観光客の姿もまばらな温泉街にある田沼旅館。1912年創業の100年の歴史を持つ老舗旅館ですが、今は満室になることもありません。そんな田沼旅館に、1人の女性記者が宿泊します。彼女は、田沼旅館の存在を人々に知らせて人気旅館にしたいと願っていましたが、旅館の宿泊客は、会社の債務を生命保険で返済をしようと考える社長、元妻の再婚を前に彼女が引き取ることになる息子と親子として最後の旅行をする父親、小説家と偽って時効成立まで宿泊し続けようと考えている犯罪者など、訳ありなお客ばかり。旅館も、借金の返済のために売られようとしていて...。

 

創業100年となれば、立派に歴史ある旅館と言えるレベルですが、旅館の佇まいや調度品などにその重みが感じられません。100年の歴史がある旅館というよりは、古びて安っぽい感じの場末感が強く、女性記者の思い入れもよく分かりませんでした。

 

"奇跡"の描き方は面白かったです。よくある温泉旅館の楽しみが、いつの間にか、大きなことになり、しかも、そこに奇跡が起こると予測しながら観ていたら、他に持っていかれるという展開。"他に持っていかれる"部分については、分かりやすい前振りがあって意外性が薄れてしまったのは残念でしたが、この展開自体は面白かったと思います。

 

ただ、それにしても、時効を目前に控えた男性の行動もあまりにヘン。

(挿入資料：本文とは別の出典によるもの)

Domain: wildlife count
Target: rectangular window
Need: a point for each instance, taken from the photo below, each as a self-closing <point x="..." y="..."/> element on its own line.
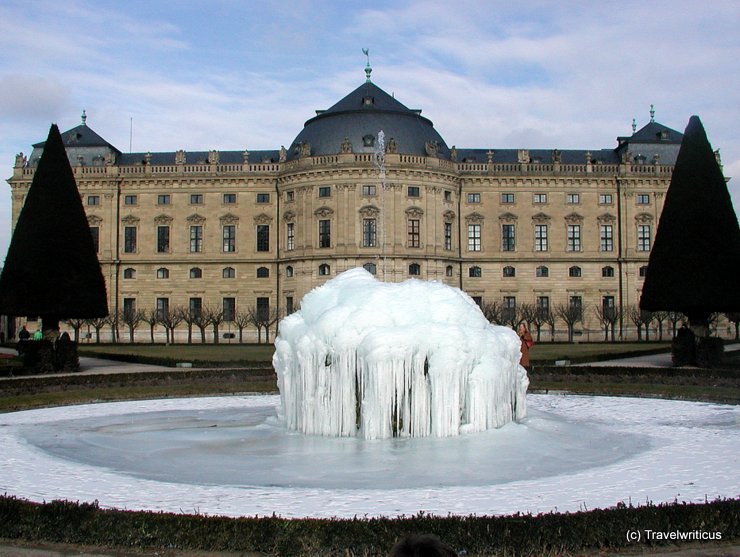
<point x="414" y="235"/>
<point x="474" y="237"/>
<point x="163" y="239"/>
<point x="324" y="233"/>
<point x="540" y="237"/>
<point x="263" y="308"/>
<point x="369" y="233"/>
<point x="229" y="238"/>
<point x="574" y="237"/>
<point x="95" y="233"/>
<point x="163" y="308"/>
<point x="507" y="237"/>
<point x="129" y="239"/>
<point x="607" y="238"/>
<point x="263" y="237"/>
<point x="643" y="237"/>
<point x="196" y="239"/>
<point x="129" y="306"/>
<point x="290" y="237"/>
<point x="229" y="306"/>
<point x="195" y="307"/>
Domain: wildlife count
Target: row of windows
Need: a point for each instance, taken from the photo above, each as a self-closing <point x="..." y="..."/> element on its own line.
<point x="570" y="198"/>
<point x="228" y="237"/>
<point x="371" y="191"/>
<point x="166" y="199"/>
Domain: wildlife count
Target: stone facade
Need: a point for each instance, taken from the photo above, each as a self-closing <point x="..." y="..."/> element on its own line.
<point x="236" y="229"/>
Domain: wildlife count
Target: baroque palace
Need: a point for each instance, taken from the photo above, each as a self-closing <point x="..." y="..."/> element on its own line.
<point x="370" y="182"/>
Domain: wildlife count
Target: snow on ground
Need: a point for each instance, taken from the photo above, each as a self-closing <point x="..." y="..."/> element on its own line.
<point x="572" y="452"/>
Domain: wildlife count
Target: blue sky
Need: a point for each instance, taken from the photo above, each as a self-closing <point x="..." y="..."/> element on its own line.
<point x="238" y="75"/>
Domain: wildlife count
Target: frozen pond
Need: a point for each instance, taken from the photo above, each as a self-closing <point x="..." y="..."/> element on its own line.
<point x="230" y="456"/>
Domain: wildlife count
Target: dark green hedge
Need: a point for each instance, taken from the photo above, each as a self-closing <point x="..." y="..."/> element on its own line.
<point x="516" y="535"/>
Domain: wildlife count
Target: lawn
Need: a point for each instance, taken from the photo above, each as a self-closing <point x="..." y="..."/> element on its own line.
<point x="244" y="354"/>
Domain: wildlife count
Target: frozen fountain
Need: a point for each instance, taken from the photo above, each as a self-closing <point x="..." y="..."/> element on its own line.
<point x="365" y="358"/>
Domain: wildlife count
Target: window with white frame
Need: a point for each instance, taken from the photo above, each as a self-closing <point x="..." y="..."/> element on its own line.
<point x="643" y="237"/>
<point x="474" y="237"/>
<point x="574" y="237"/>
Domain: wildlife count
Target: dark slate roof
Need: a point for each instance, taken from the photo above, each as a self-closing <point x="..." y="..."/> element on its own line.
<point x="199" y="157"/>
<point x="654" y="132"/>
<point x="81" y="136"/>
<point x="362" y="114"/>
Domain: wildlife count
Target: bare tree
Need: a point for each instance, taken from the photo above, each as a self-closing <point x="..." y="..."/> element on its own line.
<point x="242" y="320"/>
<point x="132" y="318"/>
<point x="608" y="316"/>
<point x="97" y="323"/>
<point x="660" y="317"/>
<point x="570" y="314"/>
<point x="170" y="319"/>
<point x="492" y="312"/>
<point x="263" y="318"/>
<point x="214" y="316"/>
<point x="76" y="325"/>
<point x="112" y="320"/>
<point x="674" y="317"/>
<point x="151" y="317"/>
<point x="734" y="318"/>
<point x="640" y="318"/>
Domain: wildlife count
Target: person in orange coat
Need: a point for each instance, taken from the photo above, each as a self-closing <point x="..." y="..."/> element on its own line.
<point x="527" y="343"/>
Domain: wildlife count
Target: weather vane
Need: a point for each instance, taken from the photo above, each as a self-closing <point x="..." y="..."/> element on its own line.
<point x="368" y="69"/>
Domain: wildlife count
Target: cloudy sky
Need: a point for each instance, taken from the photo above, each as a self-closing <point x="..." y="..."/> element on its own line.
<point x="231" y="74"/>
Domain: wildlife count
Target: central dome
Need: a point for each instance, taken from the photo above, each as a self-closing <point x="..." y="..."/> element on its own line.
<point x="358" y="118"/>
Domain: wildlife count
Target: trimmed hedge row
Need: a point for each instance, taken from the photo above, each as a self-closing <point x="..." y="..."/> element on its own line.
<point x="516" y="535"/>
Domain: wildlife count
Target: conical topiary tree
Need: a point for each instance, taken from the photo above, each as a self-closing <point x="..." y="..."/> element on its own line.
<point x="51" y="269"/>
<point x="695" y="262"/>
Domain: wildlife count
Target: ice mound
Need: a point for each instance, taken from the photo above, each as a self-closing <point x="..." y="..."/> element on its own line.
<point x="375" y="359"/>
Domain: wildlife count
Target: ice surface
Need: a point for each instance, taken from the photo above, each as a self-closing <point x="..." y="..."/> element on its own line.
<point x="653" y="450"/>
<point x="376" y="360"/>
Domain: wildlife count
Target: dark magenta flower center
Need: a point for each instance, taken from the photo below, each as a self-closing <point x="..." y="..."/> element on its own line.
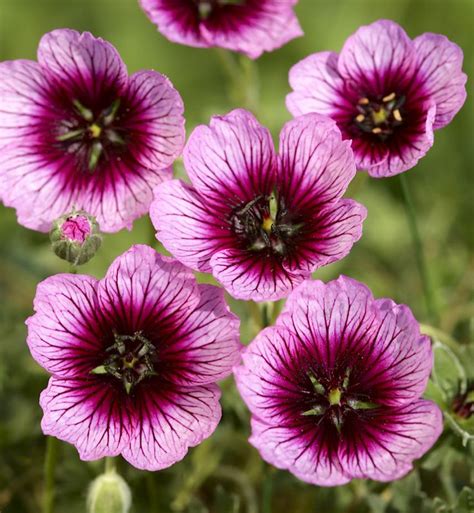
<point x="90" y="134"/>
<point x="380" y="116"/>
<point x="130" y="359"/>
<point x="335" y="398"/>
<point x="207" y="7"/>
<point x="264" y="224"/>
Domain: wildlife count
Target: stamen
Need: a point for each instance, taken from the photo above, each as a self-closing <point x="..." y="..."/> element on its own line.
<point x="397" y="115"/>
<point x="389" y="97"/>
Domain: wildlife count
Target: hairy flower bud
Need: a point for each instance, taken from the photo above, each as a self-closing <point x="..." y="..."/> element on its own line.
<point x="75" y="237"/>
<point x="109" y="493"/>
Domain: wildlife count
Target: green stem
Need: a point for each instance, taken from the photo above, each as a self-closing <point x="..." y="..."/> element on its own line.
<point x="49" y="474"/>
<point x="419" y="251"/>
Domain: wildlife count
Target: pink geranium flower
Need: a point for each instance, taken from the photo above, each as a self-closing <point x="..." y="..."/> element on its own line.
<point x="77" y="132"/>
<point x="334" y="387"/>
<point x="260" y="222"/>
<point x="386" y="92"/>
<point x="248" y="26"/>
<point x="134" y="358"/>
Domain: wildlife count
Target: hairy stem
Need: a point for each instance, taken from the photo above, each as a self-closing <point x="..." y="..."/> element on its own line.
<point x="419" y="251"/>
<point x="49" y="474"/>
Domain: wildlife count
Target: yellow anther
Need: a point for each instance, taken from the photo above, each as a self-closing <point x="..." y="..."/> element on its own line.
<point x="397" y="115"/>
<point x="267" y="224"/>
<point x="95" y="131"/>
<point x="334" y="396"/>
<point x="379" y="116"/>
<point x="389" y="97"/>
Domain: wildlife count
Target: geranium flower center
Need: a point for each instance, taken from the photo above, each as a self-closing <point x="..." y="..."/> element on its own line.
<point x="206" y="7"/>
<point x="265" y="224"/>
<point x="90" y="134"/>
<point x="334" y="398"/>
<point x="380" y="116"/>
<point x="131" y="359"/>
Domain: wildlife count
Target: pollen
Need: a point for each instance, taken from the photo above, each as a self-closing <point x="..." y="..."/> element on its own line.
<point x="267" y="224"/>
<point x="334" y="396"/>
<point x="95" y="131"/>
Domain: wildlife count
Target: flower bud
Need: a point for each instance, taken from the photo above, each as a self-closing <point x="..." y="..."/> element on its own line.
<point x="75" y="237"/>
<point x="109" y="493"/>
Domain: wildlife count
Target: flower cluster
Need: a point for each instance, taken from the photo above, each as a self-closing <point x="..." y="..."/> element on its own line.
<point x="335" y="386"/>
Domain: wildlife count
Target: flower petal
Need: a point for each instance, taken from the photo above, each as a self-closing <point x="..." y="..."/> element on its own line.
<point x="206" y="345"/>
<point x="385" y="442"/>
<point x="155" y="120"/>
<point x="232" y="160"/>
<point x="440" y="76"/>
<point x="317" y="86"/>
<point x="166" y="422"/>
<point x="87" y="414"/>
<point x="64" y="335"/>
<point x="340" y="321"/>
<point x="141" y="285"/>
<point x="186" y="226"/>
<point x="251" y="276"/>
<point x="316" y="165"/>
<point x="377" y="57"/>
<point x="82" y="63"/>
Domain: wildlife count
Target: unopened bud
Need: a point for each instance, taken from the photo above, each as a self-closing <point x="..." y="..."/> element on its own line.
<point x="109" y="493"/>
<point x="75" y="237"/>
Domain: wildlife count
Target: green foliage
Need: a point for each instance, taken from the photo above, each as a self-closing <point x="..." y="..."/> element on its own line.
<point x="225" y="474"/>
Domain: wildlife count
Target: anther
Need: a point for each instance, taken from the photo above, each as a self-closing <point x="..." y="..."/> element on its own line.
<point x="389" y="98"/>
<point x="397" y="115"/>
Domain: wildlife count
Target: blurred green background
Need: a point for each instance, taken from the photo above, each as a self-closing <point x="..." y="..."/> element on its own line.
<point x="225" y="474"/>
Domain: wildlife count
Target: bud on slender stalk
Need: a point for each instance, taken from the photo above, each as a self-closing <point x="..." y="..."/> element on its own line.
<point x="109" y="493"/>
<point x="75" y="237"/>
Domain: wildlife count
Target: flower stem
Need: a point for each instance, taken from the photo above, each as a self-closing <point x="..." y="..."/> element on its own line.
<point x="419" y="251"/>
<point x="49" y="474"/>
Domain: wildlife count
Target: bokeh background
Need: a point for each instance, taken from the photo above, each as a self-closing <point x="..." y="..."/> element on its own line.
<point x="225" y="474"/>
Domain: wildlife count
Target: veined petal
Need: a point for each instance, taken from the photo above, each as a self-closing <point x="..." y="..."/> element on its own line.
<point x="87" y="414"/>
<point x="64" y="335"/>
<point x="187" y="228"/>
<point x="84" y="64"/>
<point x="384" y="442"/>
<point x="232" y="160"/>
<point x="377" y="56"/>
<point x="166" y="422"/>
<point x="439" y="75"/>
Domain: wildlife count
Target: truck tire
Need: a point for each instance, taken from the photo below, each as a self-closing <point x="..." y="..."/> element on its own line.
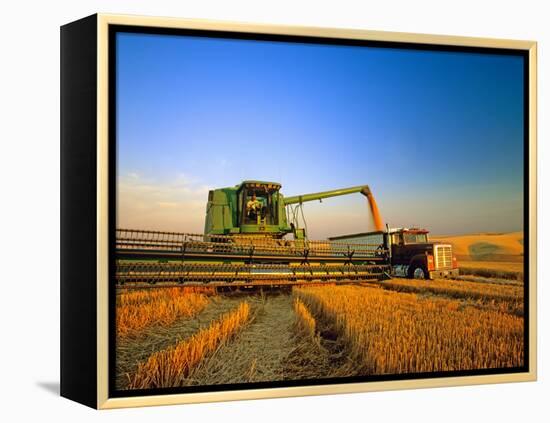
<point x="418" y="271"/>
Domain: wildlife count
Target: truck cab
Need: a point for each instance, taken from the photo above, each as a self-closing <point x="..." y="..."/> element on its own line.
<point x="414" y="256"/>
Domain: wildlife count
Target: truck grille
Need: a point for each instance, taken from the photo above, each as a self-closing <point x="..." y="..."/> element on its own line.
<point x="443" y="257"/>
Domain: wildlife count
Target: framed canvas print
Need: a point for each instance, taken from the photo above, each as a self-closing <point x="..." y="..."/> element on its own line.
<point x="255" y="211"/>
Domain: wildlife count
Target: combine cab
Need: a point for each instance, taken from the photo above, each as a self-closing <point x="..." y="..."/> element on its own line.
<point x="251" y="237"/>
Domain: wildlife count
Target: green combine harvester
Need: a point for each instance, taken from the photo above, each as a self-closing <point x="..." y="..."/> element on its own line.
<point x="252" y="237"/>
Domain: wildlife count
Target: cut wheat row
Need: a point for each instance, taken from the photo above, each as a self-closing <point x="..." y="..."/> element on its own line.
<point x="170" y="367"/>
<point x="138" y="310"/>
<point x="390" y="332"/>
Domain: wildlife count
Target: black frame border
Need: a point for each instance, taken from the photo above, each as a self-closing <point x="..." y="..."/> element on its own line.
<point x="115" y="29"/>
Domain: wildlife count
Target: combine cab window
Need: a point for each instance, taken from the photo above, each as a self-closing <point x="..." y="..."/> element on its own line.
<point x="258" y="207"/>
<point x="415" y="238"/>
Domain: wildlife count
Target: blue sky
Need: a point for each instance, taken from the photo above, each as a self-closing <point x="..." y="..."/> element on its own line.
<point x="437" y="135"/>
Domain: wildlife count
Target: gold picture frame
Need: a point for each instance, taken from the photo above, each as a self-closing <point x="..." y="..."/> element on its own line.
<point x="93" y="32"/>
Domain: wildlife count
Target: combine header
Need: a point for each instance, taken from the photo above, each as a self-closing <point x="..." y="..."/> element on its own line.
<point x="246" y="242"/>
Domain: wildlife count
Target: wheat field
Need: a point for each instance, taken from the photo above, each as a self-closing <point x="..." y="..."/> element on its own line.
<point x="392" y="332"/>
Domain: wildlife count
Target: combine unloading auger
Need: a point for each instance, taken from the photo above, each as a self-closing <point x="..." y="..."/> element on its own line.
<point x="244" y="244"/>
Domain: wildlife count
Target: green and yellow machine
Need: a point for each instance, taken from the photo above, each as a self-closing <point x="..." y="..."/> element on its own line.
<point x="258" y="208"/>
<point x="251" y="237"/>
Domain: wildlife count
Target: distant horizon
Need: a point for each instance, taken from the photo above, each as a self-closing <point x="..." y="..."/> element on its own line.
<point x="438" y="136"/>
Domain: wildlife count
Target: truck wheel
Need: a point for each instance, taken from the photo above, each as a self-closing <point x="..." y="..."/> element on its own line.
<point x="418" y="271"/>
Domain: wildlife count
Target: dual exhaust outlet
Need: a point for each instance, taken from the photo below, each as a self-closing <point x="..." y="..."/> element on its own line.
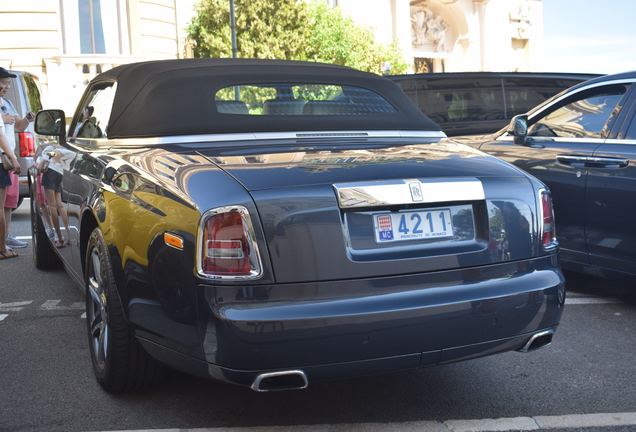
<point x="538" y="340"/>
<point x="296" y="379"/>
<point x="281" y="380"/>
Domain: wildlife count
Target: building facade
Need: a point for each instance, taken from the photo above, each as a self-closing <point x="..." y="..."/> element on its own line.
<point x="456" y="35"/>
<point x="67" y="42"/>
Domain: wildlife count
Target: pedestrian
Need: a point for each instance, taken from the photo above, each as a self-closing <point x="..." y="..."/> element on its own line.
<point x="57" y="158"/>
<point x="12" y="122"/>
<point x="5" y="180"/>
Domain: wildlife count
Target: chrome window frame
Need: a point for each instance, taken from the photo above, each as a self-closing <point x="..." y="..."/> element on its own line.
<point x="253" y="244"/>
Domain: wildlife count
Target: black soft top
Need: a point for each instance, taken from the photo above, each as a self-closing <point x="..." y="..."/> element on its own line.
<point x="176" y="97"/>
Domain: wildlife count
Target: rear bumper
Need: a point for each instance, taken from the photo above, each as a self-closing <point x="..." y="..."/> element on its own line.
<point x="347" y="328"/>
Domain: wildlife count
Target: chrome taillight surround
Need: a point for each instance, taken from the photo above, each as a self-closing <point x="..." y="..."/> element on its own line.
<point x="256" y="267"/>
<point x="553" y="243"/>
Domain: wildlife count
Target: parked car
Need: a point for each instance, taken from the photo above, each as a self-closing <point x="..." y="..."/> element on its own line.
<point x="477" y="103"/>
<point x="24" y="94"/>
<point x="582" y="144"/>
<point x="273" y="223"/>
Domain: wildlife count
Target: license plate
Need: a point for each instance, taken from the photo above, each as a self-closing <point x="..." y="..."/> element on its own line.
<point x="416" y="225"/>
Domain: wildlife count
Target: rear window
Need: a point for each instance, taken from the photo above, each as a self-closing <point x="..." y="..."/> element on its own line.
<point x="33" y="93"/>
<point x="523" y="94"/>
<point x="458" y="100"/>
<point x="300" y="99"/>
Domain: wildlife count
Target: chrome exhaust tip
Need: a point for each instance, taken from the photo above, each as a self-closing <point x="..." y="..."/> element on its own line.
<point x="538" y="340"/>
<point x="282" y="380"/>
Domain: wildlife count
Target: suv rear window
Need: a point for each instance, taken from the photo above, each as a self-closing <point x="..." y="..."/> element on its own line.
<point x="300" y="99"/>
<point x="33" y="93"/>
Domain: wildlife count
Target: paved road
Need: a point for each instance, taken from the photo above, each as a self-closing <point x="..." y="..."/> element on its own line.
<point x="46" y="381"/>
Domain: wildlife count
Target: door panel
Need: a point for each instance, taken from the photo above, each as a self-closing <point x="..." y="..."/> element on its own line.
<point x="566" y="180"/>
<point x="561" y="140"/>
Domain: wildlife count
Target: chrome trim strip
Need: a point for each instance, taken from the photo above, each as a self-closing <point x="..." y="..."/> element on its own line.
<point x="251" y="237"/>
<point x="572" y="158"/>
<point x="540" y="140"/>
<point x="256" y="385"/>
<point x="604" y="159"/>
<point x="554" y="243"/>
<point x="185" y="139"/>
<point x="408" y="191"/>
<point x="620" y="141"/>
<point x="534" y="337"/>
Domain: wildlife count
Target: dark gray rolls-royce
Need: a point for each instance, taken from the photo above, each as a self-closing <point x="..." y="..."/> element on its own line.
<point x="273" y="224"/>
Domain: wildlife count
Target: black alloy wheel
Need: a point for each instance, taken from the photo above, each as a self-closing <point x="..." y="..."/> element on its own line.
<point x="120" y="363"/>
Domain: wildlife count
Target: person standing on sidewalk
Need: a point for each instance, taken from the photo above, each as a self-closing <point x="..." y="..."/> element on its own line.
<point x="12" y="121"/>
<point x="5" y="180"/>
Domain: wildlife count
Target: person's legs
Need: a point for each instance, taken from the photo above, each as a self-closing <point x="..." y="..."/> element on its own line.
<point x="3" y="227"/>
<point x="50" y="198"/>
<point x="62" y="211"/>
<point x="11" y="199"/>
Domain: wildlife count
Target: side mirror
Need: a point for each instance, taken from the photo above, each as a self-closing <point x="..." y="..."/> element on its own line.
<point x="51" y="122"/>
<point x="519" y="128"/>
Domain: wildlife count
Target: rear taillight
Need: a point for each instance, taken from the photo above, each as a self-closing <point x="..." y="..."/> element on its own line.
<point x="228" y="247"/>
<point x="27" y="144"/>
<point x="548" y="232"/>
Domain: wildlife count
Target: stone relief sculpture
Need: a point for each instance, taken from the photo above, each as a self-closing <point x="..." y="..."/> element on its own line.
<point x="427" y="28"/>
<point x="520" y="19"/>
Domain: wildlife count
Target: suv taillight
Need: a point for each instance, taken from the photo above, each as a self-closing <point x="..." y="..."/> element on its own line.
<point x="548" y="232"/>
<point x="27" y="144"/>
<point x="228" y="247"/>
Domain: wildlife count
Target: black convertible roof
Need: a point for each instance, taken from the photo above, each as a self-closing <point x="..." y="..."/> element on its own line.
<point x="176" y="97"/>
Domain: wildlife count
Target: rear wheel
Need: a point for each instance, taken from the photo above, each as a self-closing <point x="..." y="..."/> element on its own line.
<point x="44" y="257"/>
<point x="120" y="363"/>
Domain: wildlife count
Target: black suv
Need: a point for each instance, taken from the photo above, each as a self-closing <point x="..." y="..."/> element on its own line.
<point x="24" y="94"/>
<point x="473" y="103"/>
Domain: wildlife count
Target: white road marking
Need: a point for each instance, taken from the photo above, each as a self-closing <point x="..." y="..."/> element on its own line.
<point x="591" y="300"/>
<point x="477" y="425"/>
<point x="15" y="306"/>
<point x="53" y="305"/>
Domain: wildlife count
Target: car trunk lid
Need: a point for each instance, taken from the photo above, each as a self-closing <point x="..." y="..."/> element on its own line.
<point x="338" y="213"/>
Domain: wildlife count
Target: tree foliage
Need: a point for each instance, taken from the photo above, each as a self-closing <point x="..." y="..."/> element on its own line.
<point x="289" y="29"/>
<point x="264" y="29"/>
<point x="334" y="38"/>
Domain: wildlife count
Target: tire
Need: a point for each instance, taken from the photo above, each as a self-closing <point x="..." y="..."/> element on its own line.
<point x="20" y="200"/>
<point x="120" y="364"/>
<point x="44" y="257"/>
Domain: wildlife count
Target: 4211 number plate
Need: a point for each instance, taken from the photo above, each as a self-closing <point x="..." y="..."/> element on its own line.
<point x="416" y="225"/>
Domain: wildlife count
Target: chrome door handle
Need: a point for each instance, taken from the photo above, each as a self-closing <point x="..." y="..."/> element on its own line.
<point x="606" y="162"/>
<point x="572" y="160"/>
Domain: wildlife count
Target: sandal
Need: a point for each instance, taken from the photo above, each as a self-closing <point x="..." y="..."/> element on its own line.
<point x="8" y="253"/>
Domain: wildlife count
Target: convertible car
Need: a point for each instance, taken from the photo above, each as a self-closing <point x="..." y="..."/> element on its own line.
<point x="272" y="224"/>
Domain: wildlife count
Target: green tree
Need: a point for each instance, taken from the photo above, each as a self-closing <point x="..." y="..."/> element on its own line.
<point x="289" y="29"/>
<point x="334" y="38"/>
<point x="264" y="29"/>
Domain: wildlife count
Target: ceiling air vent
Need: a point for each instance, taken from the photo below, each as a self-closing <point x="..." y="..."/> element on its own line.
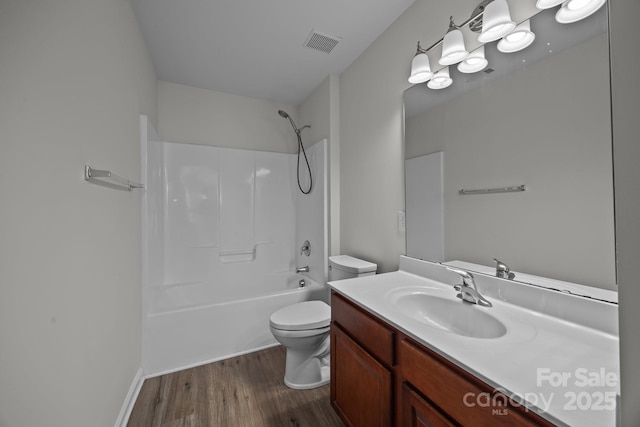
<point x="322" y="42"/>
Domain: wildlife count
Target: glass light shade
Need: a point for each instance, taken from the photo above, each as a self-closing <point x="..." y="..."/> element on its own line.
<point x="420" y="69"/>
<point x="453" y="50"/>
<point x="440" y="80"/>
<point x="575" y="10"/>
<point x="474" y="62"/>
<point x="518" y="39"/>
<point x="547" y="4"/>
<point x="496" y="21"/>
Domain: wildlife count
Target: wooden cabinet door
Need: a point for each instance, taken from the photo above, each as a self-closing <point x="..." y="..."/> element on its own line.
<point x="360" y="386"/>
<point x="417" y="412"/>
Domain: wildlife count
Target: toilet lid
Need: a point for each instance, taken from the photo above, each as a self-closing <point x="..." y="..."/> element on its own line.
<point x="301" y="316"/>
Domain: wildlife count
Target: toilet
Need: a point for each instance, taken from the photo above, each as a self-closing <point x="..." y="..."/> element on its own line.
<point x="303" y="329"/>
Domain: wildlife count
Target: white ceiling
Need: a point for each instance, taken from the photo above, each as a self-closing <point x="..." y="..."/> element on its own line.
<point x="255" y="48"/>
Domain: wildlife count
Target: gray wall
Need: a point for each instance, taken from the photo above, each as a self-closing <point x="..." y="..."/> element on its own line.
<point x="546" y="126"/>
<point x="192" y="115"/>
<point x="74" y="77"/>
<point x="626" y="151"/>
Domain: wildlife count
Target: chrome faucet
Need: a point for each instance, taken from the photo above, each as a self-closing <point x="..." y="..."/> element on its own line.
<point x="467" y="290"/>
<point x="502" y="270"/>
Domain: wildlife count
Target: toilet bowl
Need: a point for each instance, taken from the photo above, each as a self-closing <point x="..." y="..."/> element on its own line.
<point x="303" y="329"/>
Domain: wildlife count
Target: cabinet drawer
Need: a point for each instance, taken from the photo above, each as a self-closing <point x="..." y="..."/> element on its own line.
<point x="454" y="391"/>
<point x="416" y="412"/>
<point x="372" y="335"/>
<point x="361" y="387"/>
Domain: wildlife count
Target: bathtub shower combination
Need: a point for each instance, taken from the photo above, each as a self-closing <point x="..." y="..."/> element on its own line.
<point x="222" y="236"/>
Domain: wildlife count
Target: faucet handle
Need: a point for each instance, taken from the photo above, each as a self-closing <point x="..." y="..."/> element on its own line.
<point x="465" y="274"/>
<point x="502" y="270"/>
<point x="467" y="277"/>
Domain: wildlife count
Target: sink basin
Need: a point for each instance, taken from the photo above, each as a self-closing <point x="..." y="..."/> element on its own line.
<point x="454" y="316"/>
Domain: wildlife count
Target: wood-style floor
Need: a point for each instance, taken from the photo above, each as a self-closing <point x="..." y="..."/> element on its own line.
<point x="245" y="391"/>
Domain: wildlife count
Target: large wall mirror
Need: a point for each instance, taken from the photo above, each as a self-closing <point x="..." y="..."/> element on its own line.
<point x="541" y="119"/>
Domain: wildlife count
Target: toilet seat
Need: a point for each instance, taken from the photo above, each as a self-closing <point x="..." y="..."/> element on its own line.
<point x="302" y="316"/>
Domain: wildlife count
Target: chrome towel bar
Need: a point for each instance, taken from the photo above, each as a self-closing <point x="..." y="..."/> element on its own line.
<point x="493" y="190"/>
<point x="108" y="179"/>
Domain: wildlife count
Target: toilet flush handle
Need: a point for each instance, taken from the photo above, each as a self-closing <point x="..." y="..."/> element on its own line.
<point x="306" y="248"/>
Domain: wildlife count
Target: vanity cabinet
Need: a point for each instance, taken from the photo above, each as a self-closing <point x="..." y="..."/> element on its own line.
<point x="382" y="377"/>
<point x="361" y="371"/>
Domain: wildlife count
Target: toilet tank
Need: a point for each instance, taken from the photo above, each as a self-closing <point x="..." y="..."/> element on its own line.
<point x="347" y="267"/>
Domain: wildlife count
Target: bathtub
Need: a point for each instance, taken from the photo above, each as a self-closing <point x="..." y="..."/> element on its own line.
<point x="197" y="323"/>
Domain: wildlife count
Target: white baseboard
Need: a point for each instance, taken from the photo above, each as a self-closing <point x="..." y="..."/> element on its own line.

UFOキャッチャー依存症だとか、あの中にどうしても必要なものが入っていたとか、よりによってあの時あの位置でUFOキャッチャーをした理由について、それなりの理屈をつけて欲しかった気がします。

 

まぁ、あれこれ理屈を捏ね回すまでもない軽いお笑いのコント映画ということなのかもしれませんが、それならそれで、"今は寂れているけれど老舗の旅館"などと無理せず、違和感のない設定にすればよかったわけで、笑いの要素を際立たせるためにも、物語の設定や舞台の作り込みなどはしっかりこだわって欲しかった気がします。

 

もっと面白く描けて良い物語だったと思うのですが、それだけに残念です。